Among these first intrepid visitors and tour guides was the aforementioned Thomas Cook, who was the first to take organised groups from Britain to enjoy the grandeur of the Swiss Alps. On his first conducted tour was a young lady from Selby, Jemima Morrell, who left a detailed diary of her experiences. This makes an enlightening read, but how the story developed from that point onwards has now been meticulously documented in an engrossing and witty new book by Diccon* Bewes (best-selling author of Swiss Watching), which was launched at Waterstone’s in York this week.

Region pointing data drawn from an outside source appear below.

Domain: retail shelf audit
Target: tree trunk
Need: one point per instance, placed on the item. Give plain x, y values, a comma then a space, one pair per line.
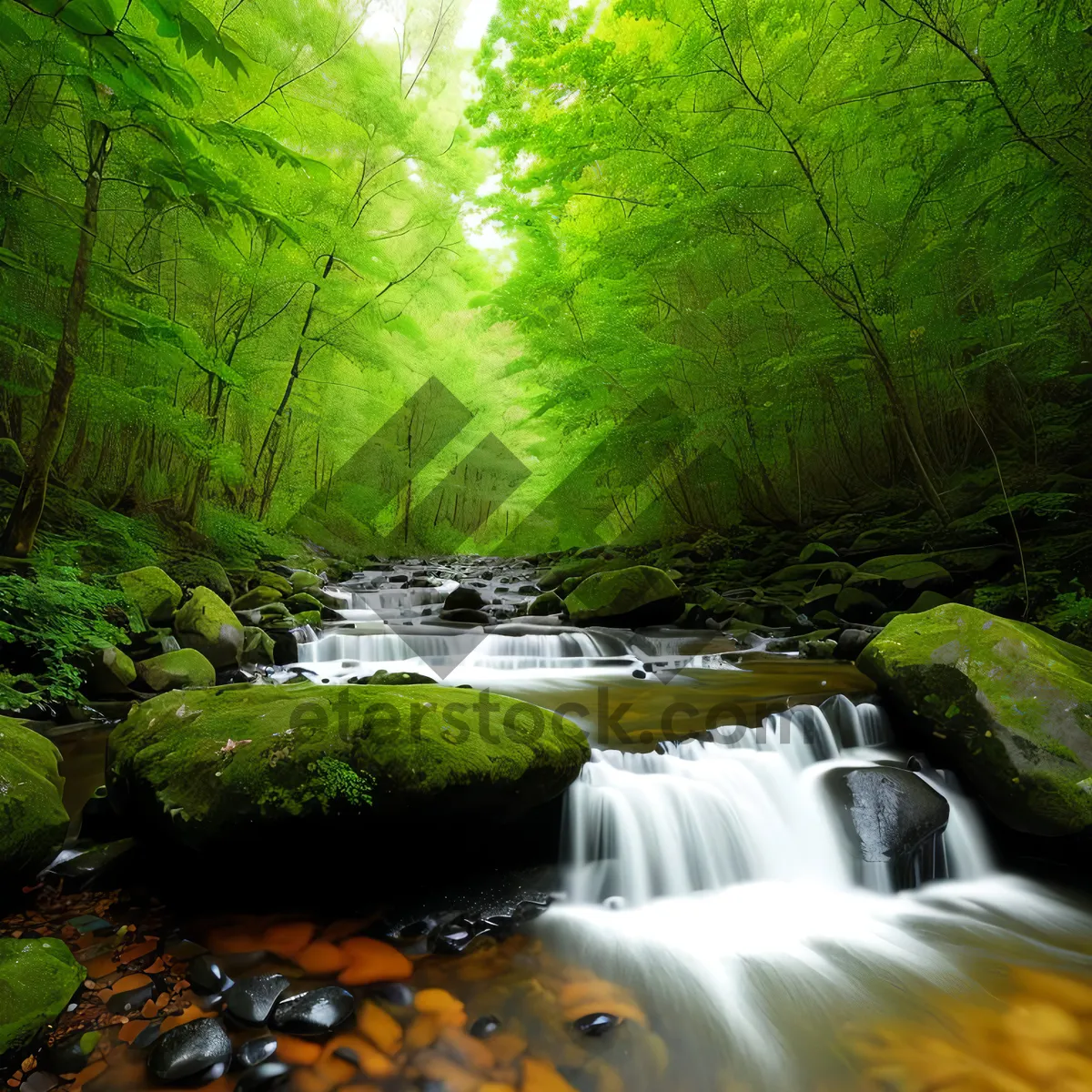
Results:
26, 513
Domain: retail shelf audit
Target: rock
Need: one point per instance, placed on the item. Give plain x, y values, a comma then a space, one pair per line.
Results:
251, 999
185, 667
153, 592
464, 598
196, 1049
1004, 704
194, 572
853, 604
255, 1051
33, 820
207, 976
274, 580
818, 551
852, 642
465, 614
596, 1024
304, 581
315, 1013
894, 813
424, 753
110, 672
265, 1077
257, 599
12, 462
257, 647
37, 980
639, 595
206, 622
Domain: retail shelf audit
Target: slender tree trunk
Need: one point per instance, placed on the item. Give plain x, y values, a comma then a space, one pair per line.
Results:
26, 513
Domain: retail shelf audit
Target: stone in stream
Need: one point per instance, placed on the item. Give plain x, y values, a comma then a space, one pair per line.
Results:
37, 978
334, 758
639, 595
1000, 703
207, 976
315, 1013
251, 999
265, 1077
197, 1049
464, 598
207, 623
33, 820
255, 1051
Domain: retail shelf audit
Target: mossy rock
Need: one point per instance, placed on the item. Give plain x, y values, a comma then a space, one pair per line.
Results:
276, 581
640, 595
207, 623
341, 757
110, 672
1006, 705
547, 603
33, 820
202, 572
257, 647
185, 667
153, 592
37, 980
257, 598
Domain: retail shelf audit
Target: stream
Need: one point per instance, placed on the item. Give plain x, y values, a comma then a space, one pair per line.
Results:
709, 885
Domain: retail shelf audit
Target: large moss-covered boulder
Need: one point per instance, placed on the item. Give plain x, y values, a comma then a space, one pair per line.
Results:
37, 980
247, 762
1006, 705
153, 591
207, 623
185, 667
33, 820
640, 595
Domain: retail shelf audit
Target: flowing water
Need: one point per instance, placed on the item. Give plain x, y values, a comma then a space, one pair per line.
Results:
708, 867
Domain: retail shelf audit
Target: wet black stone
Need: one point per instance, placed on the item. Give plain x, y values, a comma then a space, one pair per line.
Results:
314, 1013
255, 1051
189, 1051
207, 976
396, 993
131, 1000
252, 999
265, 1077
596, 1024
485, 1026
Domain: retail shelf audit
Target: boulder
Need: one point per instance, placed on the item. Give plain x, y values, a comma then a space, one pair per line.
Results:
240, 762
1006, 705
153, 592
547, 603
206, 622
639, 595
110, 672
37, 980
33, 820
257, 598
202, 572
186, 667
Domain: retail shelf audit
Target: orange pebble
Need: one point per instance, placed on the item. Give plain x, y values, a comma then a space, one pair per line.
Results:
380, 1026
298, 1052
372, 961
320, 956
543, 1077
288, 938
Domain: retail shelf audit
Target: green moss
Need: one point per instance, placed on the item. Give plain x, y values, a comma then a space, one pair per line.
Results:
33, 820
37, 980
416, 751
1006, 704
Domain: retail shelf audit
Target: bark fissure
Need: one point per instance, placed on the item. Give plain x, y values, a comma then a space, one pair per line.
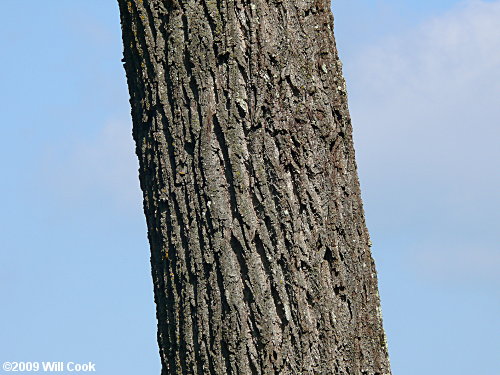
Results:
259, 250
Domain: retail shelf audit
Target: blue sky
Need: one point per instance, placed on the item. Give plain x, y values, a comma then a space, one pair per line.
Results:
423, 80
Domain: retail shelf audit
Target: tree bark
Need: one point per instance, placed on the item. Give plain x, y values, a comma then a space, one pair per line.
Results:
259, 251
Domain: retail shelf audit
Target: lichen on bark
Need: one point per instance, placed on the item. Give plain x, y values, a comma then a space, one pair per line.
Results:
260, 255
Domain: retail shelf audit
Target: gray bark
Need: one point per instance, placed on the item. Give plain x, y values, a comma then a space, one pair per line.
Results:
259, 251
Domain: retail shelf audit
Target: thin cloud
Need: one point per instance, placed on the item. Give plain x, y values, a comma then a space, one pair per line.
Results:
425, 112
103, 168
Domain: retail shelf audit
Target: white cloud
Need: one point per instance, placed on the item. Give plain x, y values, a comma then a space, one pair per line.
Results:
102, 168
426, 122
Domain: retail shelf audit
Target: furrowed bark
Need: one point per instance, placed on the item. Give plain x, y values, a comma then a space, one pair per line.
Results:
259, 251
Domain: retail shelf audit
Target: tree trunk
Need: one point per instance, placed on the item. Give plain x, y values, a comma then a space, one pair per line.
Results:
259, 251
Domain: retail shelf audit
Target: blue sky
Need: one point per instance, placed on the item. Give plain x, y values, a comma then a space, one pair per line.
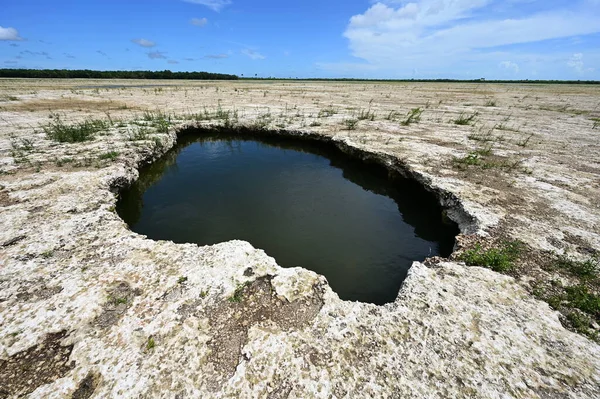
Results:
510, 39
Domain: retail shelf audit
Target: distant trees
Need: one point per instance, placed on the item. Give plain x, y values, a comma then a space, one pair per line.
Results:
89, 74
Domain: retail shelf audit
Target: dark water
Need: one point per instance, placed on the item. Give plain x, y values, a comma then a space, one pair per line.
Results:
305, 204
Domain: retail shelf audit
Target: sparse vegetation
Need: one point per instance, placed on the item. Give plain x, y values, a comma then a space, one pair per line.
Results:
150, 344
57, 130
237, 294
327, 112
500, 259
413, 116
110, 155
464, 119
366, 115
350, 124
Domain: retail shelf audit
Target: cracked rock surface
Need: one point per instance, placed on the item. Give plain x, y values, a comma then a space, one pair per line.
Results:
89, 309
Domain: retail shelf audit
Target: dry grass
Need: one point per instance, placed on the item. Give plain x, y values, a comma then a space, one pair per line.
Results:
66, 103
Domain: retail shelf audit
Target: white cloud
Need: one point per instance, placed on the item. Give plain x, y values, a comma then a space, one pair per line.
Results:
199, 22
216, 56
215, 5
9, 34
576, 62
253, 54
511, 66
447, 35
156, 55
144, 42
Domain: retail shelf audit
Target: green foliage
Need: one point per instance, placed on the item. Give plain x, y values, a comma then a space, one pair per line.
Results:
111, 155
327, 112
150, 344
414, 116
472, 158
89, 74
57, 130
584, 269
350, 124
139, 133
237, 294
498, 259
465, 120
581, 298
525, 141
366, 115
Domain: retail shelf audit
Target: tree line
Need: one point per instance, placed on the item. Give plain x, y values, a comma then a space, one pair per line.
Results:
90, 74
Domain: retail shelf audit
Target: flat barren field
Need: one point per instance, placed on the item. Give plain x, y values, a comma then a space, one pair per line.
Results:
90, 309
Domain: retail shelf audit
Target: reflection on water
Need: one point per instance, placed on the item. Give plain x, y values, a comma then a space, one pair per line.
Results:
305, 204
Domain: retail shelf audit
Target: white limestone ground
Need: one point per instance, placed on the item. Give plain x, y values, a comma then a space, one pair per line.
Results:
90, 309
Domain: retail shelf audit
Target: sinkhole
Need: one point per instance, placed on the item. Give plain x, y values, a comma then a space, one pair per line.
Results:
306, 203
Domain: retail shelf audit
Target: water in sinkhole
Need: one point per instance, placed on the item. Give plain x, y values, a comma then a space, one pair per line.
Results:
306, 204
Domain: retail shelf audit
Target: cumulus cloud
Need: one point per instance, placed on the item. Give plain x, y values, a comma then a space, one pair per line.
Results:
156, 55
253, 54
201, 22
143, 42
215, 5
216, 56
9, 34
436, 35
511, 66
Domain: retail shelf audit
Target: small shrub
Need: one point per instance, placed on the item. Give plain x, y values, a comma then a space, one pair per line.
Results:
111, 155
366, 115
465, 120
525, 141
498, 259
150, 344
584, 269
414, 116
350, 124
327, 112
581, 298
57, 130
470, 159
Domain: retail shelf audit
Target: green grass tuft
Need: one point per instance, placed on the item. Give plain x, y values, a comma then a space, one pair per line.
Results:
57, 130
498, 259
465, 120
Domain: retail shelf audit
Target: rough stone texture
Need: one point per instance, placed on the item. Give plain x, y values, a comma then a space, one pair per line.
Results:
78, 287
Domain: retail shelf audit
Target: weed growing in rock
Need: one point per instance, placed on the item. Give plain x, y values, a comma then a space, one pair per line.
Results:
414, 116
111, 155
465, 120
150, 344
586, 269
366, 115
350, 124
237, 294
498, 259
327, 112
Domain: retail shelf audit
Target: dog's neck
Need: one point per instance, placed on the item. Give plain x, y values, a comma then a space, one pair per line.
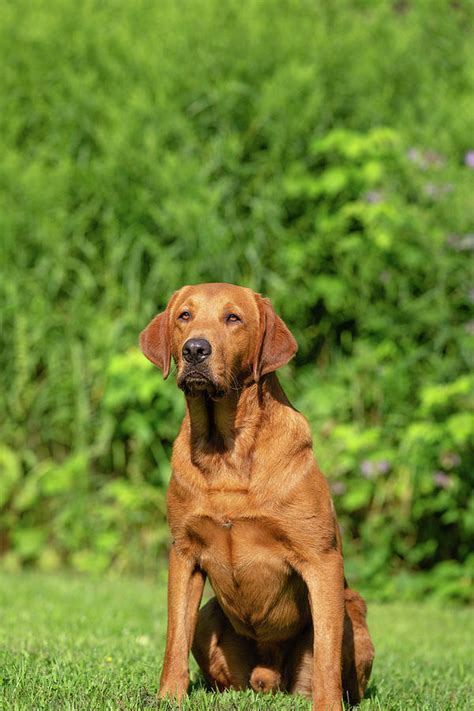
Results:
228, 426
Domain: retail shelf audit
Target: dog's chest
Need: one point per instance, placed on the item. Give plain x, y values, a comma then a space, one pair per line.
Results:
226, 529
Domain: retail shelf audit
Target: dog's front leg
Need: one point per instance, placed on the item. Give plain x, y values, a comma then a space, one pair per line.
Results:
185, 586
324, 577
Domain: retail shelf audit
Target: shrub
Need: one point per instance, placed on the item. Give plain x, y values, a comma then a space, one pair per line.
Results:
318, 153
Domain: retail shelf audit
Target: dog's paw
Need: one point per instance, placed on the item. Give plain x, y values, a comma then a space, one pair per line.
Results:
265, 679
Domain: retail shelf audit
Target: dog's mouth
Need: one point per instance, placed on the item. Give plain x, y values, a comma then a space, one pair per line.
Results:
194, 381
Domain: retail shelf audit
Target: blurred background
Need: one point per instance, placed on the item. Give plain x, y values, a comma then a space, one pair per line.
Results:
321, 153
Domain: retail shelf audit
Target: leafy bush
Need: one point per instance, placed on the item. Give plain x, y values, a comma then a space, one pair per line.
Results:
318, 153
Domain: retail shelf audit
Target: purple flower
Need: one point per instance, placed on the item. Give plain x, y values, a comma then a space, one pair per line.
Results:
461, 243
469, 159
431, 190
442, 480
383, 466
449, 460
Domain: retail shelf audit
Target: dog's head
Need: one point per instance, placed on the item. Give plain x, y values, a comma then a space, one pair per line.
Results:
219, 336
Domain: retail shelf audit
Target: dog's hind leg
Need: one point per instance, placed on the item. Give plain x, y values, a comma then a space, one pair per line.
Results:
357, 654
358, 650
226, 658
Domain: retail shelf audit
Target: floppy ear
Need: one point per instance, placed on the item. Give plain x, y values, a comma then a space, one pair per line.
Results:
155, 340
275, 344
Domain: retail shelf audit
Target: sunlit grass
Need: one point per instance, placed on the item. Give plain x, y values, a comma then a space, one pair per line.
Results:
75, 643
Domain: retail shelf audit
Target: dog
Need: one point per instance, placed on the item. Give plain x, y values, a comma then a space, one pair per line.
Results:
249, 509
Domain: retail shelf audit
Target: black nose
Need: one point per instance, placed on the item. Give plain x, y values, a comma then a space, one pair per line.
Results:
196, 350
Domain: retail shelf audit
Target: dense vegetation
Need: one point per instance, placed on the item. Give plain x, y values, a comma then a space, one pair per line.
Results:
74, 643
317, 152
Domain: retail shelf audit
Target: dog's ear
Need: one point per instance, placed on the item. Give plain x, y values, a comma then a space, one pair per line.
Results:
155, 339
275, 344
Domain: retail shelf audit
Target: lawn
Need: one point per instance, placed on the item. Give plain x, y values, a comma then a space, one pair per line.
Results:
69, 642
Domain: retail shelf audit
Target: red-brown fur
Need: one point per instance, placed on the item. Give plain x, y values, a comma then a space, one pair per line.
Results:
249, 508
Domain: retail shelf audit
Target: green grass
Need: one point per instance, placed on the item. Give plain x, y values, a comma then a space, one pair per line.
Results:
74, 643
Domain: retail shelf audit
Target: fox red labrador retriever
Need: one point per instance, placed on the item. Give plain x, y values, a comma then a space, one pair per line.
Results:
249, 508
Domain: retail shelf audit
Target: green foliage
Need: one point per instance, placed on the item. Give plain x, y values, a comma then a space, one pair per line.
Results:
305, 150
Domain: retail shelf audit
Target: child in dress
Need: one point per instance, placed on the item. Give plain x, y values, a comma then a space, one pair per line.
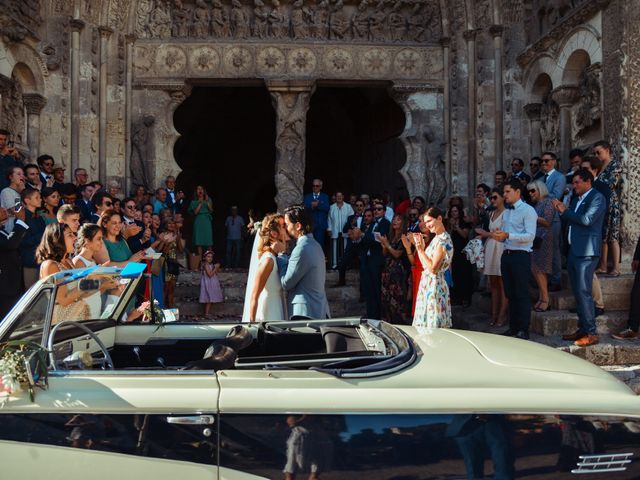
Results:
210, 290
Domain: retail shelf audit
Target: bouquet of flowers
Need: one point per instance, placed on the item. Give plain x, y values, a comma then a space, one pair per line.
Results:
22, 366
148, 315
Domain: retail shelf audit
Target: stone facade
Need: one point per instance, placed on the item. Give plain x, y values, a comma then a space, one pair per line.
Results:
96, 84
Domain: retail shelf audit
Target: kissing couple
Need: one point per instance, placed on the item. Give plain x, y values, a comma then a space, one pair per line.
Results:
280, 287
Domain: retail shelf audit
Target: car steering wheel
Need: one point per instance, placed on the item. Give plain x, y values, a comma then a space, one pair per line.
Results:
105, 353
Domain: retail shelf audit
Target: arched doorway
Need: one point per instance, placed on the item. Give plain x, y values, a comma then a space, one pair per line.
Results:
227, 144
352, 142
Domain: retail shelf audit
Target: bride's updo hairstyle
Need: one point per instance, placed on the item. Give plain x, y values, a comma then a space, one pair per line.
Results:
270, 223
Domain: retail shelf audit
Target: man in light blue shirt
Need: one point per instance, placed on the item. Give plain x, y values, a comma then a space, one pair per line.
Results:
556, 184
518, 231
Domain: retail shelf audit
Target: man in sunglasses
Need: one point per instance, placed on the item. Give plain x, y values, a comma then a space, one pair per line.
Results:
102, 201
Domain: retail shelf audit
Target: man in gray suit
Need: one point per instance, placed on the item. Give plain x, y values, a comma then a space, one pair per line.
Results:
303, 274
556, 183
584, 219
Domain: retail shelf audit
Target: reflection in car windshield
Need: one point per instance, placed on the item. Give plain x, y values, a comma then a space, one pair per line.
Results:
92, 297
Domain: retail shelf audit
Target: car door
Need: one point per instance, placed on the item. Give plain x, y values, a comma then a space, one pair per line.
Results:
113, 424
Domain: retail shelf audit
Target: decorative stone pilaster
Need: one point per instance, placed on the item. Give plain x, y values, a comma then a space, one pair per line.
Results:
105, 33
423, 138
128, 99
565, 96
532, 111
76, 26
470, 37
496, 33
291, 102
34, 103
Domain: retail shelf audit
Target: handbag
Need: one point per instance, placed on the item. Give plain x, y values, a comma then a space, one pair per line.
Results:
173, 267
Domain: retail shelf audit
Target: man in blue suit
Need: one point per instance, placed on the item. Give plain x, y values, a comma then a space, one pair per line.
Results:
556, 183
317, 203
584, 219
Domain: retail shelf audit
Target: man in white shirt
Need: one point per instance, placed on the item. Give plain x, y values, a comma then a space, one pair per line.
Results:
517, 233
339, 212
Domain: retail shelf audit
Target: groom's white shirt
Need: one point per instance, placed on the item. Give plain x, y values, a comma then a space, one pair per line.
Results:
303, 278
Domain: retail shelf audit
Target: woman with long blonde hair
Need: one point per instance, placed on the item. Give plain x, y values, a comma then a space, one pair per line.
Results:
266, 297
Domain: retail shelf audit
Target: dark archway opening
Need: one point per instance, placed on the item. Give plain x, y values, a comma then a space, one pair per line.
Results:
352, 140
227, 144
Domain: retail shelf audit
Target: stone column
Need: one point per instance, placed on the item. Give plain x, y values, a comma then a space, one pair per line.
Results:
470, 37
128, 102
34, 103
565, 96
446, 106
291, 101
532, 111
76, 27
105, 33
423, 139
496, 32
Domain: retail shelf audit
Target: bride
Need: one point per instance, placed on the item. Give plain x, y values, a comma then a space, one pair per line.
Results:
264, 294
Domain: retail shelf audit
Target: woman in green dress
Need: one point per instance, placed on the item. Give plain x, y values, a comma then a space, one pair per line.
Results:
201, 208
115, 244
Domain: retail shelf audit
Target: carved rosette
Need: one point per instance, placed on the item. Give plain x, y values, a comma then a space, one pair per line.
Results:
339, 62
238, 61
375, 62
156, 62
408, 63
302, 61
271, 61
204, 60
170, 60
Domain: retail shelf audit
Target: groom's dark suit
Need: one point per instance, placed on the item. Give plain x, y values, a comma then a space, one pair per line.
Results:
584, 219
374, 260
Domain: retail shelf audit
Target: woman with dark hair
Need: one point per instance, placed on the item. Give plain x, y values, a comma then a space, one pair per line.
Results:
54, 249
433, 309
395, 274
50, 204
118, 252
201, 208
461, 268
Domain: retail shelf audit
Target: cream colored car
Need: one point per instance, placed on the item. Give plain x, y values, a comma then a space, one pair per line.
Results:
335, 399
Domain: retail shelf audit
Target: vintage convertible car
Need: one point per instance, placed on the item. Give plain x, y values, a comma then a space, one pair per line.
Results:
333, 399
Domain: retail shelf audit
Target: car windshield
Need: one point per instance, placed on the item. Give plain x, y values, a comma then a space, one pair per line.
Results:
91, 297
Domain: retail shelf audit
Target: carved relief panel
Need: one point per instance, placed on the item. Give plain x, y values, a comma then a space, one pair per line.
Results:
367, 21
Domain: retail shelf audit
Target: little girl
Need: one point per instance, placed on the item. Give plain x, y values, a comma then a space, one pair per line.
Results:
210, 290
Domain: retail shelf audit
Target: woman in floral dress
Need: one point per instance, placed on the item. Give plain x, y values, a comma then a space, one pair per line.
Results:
433, 308
611, 174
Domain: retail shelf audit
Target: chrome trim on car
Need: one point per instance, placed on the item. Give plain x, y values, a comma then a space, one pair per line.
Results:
192, 420
615, 462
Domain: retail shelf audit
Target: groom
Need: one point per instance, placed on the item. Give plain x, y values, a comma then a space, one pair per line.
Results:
303, 274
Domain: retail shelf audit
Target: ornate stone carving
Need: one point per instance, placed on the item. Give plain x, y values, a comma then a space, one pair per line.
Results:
379, 21
219, 20
204, 60
588, 109
291, 103
170, 59
142, 151
302, 61
238, 60
201, 20
13, 112
156, 62
271, 61
239, 20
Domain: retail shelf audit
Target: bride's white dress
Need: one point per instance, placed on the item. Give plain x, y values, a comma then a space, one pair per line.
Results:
270, 305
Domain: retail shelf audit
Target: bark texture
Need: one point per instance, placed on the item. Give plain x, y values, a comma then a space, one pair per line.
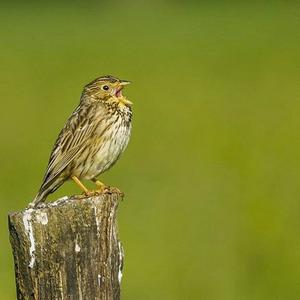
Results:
68, 249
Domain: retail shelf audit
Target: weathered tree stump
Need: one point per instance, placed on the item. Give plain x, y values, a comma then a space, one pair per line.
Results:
68, 249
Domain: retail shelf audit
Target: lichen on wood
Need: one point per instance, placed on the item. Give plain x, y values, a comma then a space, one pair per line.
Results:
68, 249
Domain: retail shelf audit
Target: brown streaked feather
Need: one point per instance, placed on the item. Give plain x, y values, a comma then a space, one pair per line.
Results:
70, 143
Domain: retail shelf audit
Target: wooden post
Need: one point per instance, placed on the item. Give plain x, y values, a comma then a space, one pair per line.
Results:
68, 249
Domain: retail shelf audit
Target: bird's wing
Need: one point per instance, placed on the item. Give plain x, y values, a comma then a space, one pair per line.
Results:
70, 143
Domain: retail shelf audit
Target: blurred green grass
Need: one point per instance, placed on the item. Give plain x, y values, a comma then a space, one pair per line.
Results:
211, 172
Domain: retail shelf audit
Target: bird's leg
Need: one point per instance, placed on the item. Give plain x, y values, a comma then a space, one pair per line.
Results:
101, 186
80, 184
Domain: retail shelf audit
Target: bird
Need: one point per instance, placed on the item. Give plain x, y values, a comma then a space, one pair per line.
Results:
92, 140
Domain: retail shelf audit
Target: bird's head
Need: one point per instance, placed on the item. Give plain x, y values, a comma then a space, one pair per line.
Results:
107, 89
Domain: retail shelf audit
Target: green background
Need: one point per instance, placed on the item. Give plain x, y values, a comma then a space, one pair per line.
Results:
211, 174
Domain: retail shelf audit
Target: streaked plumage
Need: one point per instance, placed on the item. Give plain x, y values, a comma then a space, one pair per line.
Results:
93, 137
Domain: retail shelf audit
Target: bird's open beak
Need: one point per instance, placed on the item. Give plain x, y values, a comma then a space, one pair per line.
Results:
119, 94
124, 82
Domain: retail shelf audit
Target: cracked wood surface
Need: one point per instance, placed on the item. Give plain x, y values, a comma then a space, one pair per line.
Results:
68, 249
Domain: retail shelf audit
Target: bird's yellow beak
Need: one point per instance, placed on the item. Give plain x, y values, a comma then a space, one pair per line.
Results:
124, 82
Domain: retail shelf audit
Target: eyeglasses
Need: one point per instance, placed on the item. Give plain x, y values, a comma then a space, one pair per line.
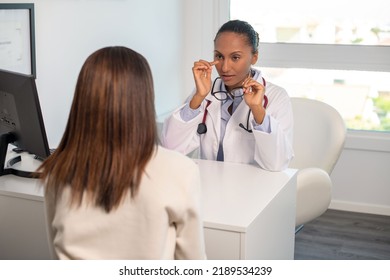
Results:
222, 95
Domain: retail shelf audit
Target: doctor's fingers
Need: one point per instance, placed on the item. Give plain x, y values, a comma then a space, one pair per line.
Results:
252, 86
204, 65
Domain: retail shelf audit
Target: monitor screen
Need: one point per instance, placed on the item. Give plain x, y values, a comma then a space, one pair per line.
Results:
21, 122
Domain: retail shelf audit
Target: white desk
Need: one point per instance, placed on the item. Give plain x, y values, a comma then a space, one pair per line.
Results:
249, 213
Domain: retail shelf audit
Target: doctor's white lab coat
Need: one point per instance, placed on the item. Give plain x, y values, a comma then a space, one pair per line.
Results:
271, 151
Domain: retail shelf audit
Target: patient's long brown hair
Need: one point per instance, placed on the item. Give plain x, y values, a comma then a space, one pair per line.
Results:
111, 131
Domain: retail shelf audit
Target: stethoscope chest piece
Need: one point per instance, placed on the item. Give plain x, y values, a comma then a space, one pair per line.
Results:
202, 128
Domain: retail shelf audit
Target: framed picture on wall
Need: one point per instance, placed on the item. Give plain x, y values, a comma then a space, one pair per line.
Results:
17, 38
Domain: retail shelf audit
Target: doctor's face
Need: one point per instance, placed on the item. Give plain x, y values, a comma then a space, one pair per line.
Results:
235, 56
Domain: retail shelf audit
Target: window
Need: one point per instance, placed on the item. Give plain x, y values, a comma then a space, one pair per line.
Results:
318, 50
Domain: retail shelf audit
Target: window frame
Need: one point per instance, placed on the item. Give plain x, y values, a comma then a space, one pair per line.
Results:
327, 56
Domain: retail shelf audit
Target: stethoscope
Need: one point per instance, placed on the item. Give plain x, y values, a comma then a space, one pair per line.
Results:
202, 128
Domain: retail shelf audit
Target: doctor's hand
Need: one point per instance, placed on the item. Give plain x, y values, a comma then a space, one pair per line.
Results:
254, 98
202, 75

Slow Train to Switzerland’ is based on Diccon’s travels as he followed in Jemima Morrell’s footsteps all the way from London to the Alps, staying where she stayed as far as possible and experiencing similar views. He noted what has changed, what seems to have remained the same and asks how this has come about. He examines Cook’s first tour and the impact it has made on tourism on the country since then; and he also explains how pivotal the railways were in boosting local economies for the good of the country as a whole.
When Cook first arrived, there were no cog railways, no cable cars, no tunnels and very few trains. There was no Swiss chocolate, no ‘Heidi’ and no Swiss Army penknives.
Then British tourists decided it would be fun to ski downhill at breakneck speed – the Swiss looked bemused and asked “But why?” – and a new winter sport was born.
The tourist infrastructure grew at a rapid pace over the next few years as the effect of the ‘tourist pound’ began to show its worth, while a well organised network of railway tracks began to make its way out from ‘Point Zero’ (the town of Olten at the hub of the Swiss rail network, then as now) along Alpine valleys and up precipitous mountainsides (built by British engineers, of course), giving access to once unreachable viewpoints.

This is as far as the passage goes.